5. Department of Cardiology, Gaziantep University Medical Faculty, Gaziantep, Turkey
6. Department of Cardiology, Düzce University Medical Faculty, Düzce, Turkey

This is an open access article distributed under the terms of the Creative Commons Attribution (CC BY-NC) License. See http://ivyspring.com/terms for full terms and conditions.
How to cite this article:
Onat A, Hergenç G, Dursunoğlu D, Küçükdurmaz Z, Bulur S, Can G. Relatively high levels of serum adiponectin in obese women, a potential indicator of anti-inflammatory dysfunction: Relation to sex hormone-binding globulin. Int J Biol Sci 2008; 4(4):208-214. doi:10.7150/ijbs.4.208. Available from http://www.ijbs.com/v04p0208.htm

Abstract

It is unclear whether serum adiponectin concentrations diminish linearly with increasing adiposity and, if not, which factors codetermine this association. These issues were investigated cross-sectionally in 1188 men and women, representative of middle-aged and elderly Turkish adults. Serum total adiponectin was assayed by ELISA. Serum adiponectin values in men, though declining significantly in transition from the bottom to the mid tertile of body mass index (BMI) and waist circumference (WC), were similar in the two respective upper tertiles. In women, serum adiponectin concentrations were not significantly different in any tertile of these indices, were significantly correlated with BMI or WC within the low tertiles and not within the two higher tertiles. In a linear regression analysis for WC (or BMI) in a subset of the sample in which serum sex hormone-binding globulin (SHBG) was available and which additionally comprised adiponectin, fasting insulin and other confounders, only insulin and, in women SHBG, were significantly associated, but not adiponectin. In linear regression analyses for covariates of adiponectin in two models comprising 12 variables, insulin and SHBG concentrations were significantly associated in both genders though not BMI. Whereas in men HDL-cholesterol and CRP were covariates of adiponectin (both p<0.01), SHBG and apolipoprotein B positively associated in women (p<0.001), independent of BMI and fasting insulin levels.
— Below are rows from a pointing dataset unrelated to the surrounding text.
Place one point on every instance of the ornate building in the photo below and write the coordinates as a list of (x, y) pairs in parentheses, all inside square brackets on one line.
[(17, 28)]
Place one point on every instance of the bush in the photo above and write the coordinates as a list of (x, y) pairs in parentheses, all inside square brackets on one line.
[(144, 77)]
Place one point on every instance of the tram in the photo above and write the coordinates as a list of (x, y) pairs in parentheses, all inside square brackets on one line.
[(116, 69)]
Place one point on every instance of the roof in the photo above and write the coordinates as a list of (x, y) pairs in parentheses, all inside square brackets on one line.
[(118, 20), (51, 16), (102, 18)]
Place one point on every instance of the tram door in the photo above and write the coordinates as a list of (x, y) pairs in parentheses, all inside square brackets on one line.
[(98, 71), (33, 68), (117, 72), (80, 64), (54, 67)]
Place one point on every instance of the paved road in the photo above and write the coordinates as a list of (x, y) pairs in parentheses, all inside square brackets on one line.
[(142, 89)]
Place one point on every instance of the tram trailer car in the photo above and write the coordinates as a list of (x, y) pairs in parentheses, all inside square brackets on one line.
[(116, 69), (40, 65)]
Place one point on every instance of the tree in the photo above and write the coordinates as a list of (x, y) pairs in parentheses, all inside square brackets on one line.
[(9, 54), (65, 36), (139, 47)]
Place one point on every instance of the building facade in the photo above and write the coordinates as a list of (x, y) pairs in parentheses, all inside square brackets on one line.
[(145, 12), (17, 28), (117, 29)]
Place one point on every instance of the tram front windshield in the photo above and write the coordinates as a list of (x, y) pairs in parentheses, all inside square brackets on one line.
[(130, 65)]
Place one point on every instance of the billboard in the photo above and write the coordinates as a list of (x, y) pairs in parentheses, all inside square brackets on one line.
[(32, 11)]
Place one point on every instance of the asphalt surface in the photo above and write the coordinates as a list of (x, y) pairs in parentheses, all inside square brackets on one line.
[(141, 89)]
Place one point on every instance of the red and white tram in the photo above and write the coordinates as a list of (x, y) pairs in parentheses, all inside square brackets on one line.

Conclusions: Relationship between excess adiposity and adiponectin levels is inconsistent in Turkish adults. Independently from obesity and hyperinsulinemia, serum adiponectin discloses significant relationship with inflammatory markers and HDL only in men, not in women in whom it is influenced by SHBG, with consequent attenuation of its anti-inflammatory activities.

Keywords: Adiponectin, anti-inflammatory function, gender difference, waist circumference, obesity, sex hormone-binding globulin

Introduction

In vitro studies and animal experiments have demonstrated that adiponectin, the cytokine synthesized by adipocytes, possesses antiatherogenic, insulin-sensitizing and antiinflammatory properties. In humans, however, conflicting results have been reported between serum adiponectin and coronary heart disease (CHD) [1-3] in one of which [3] was suggested that there may be a true sex difference in the association of adiponectin with coronary heart disease. Moreover, the theoretical hypothesis of 'adiponectin resistance' was put forward due to the observation of a positive association of plasma adiponectin concentration and age in men, and it was conjectured whether the implication of hypoadiponectinemia in youth might be different from old age [4]. 'Adiponectin paradox' [5], namely a high adiponectin level being a predictor of mortality has been repeatedly observed in patients with chronic heart failure [6], particularly in subjects with normal body mass index (BMI) [6], suggesting that the prognostic significance of adiponectin in this condition is affected by BMI. Furthermore, elevated adiponectin levels independently predicted adverse outcomes in 325 male patients presenting with chest pain which was attributed to either the underlying inflammatory state or to adiponectin resistance [7].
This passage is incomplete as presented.